AELP conference to warn against new ‘costly’ list of independent training providers

catch-up

Training providers will this week warn against new legislation in the Skills Bill that they fear will impose “costly bureaucracy” on the sector.

At its annual conference, the Association of Employment and Learning Providers (AELP) will highlight an unexpected set of conditions required of independent training providers to be on a new government list of approved providers.

Under the proposals, any provider not on the list will not be granted funding agreements or be allowed to subcontract with another provider who is on the list. It will be additional to the existing register of apprenticeship training providers. 

No consultation has taken place prior to the conditions being included in primary legislation and AELP said this should happen before any new requirements for providers are introduced via regulation.

The association is worried that conditions stipulate providers should take out a potentially expensive form of insurance cover which doesn’t currently exist in the sector. The government’s own impact assessment of the Skills Bill states the new list could impose “significant” extra costs on providers.

 

‘A major rethink is required’

AELP chief executive Jane Hickie (pictured) said her members have been put in a good position to support businesses recover from Covid with extra funding for apprenticeships and traineeships, but what “we don’t need is for them to be saddled with unnecessary and costly bureaucracy which is threatened by the new legislation”.

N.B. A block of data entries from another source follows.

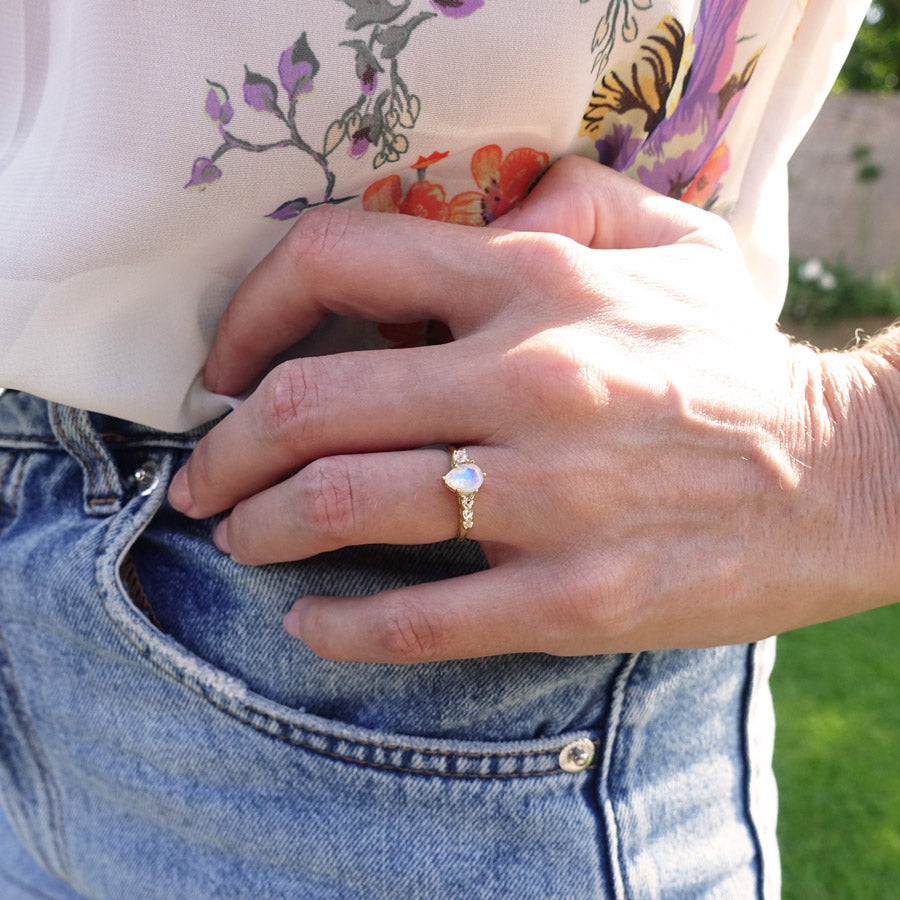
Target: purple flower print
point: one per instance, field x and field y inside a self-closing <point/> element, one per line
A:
<point x="360" y="142"/>
<point x="367" y="66"/>
<point x="204" y="172"/>
<point x="297" y="68"/>
<point x="683" y="142"/>
<point x="618" y="148"/>
<point x="259" y="92"/>
<point x="368" y="81"/>
<point x="457" y="9"/>
<point x="218" y="106"/>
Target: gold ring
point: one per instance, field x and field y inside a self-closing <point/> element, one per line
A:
<point x="464" y="479"/>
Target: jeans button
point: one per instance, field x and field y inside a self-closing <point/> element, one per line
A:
<point x="146" y="477"/>
<point x="577" y="756"/>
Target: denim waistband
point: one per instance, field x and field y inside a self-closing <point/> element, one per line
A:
<point x="28" y="422"/>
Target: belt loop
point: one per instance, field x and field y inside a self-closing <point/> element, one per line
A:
<point x="103" y="492"/>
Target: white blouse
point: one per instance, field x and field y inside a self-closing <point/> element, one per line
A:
<point x="152" y="153"/>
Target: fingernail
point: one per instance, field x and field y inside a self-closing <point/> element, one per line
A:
<point x="220" y="537"/>
<point x="180" y="492"/>
<point x="291" y="623"/>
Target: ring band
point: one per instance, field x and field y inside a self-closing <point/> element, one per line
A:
<point x="464" y="479"/>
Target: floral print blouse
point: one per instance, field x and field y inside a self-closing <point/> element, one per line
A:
<point x="151" y="154"/>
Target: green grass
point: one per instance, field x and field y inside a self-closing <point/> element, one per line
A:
<point x="837" y="758"/>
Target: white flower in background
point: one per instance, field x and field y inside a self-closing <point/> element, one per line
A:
<point x="811" y="270"/>
<point x="827" y="281"/>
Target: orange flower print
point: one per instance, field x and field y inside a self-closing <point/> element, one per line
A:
<point x="502" y="181"/>
<point x="701" y="191"/>
<point x="423" y="199"/>
<point x="423" y="162"/>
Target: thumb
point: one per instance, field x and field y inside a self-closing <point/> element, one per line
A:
<point x="601" y="208"/>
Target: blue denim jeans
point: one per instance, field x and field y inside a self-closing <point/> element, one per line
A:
<point x="161" y="736"/>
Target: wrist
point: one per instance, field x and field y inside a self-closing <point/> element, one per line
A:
<point x="853" y="402"/>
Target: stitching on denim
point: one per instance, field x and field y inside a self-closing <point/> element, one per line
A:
<point x="14" y="501"/>
<point x="746" y="701"/>
<point x="54" y="798"/>
<point x="251" y="709"/>
<point x="73" y="449"/>
<point x="9" y="517"/>
<point x="82" y="454"/>
<point x="339" y="756"/>
<point x="25" y="438"/>
<point x="3" y="479"/>
<point x="614" y="719"/>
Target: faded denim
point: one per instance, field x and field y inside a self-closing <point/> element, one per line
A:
<point x="161" y="736"/>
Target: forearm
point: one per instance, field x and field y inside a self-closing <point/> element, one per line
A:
<point x="855" y="461"/>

“A major rethink is required,” she added.

The Skills Bill will receive its second reading in the House of Lords on 15 June.

AELP’s four-day conference, sponsored by Learning Curve Group and NOCN, will feature keynote speeches from skills minister Gillian Keegan, shadow skills minister Toby Perkins and Commons education committee chair Robert Halfon among many others.

The future of apprenticeships, traineeships, adult education and devolved skills programmes will be discussed by sector leaders, who will also give their verdict on the government’s controversial catch-up funding announcement.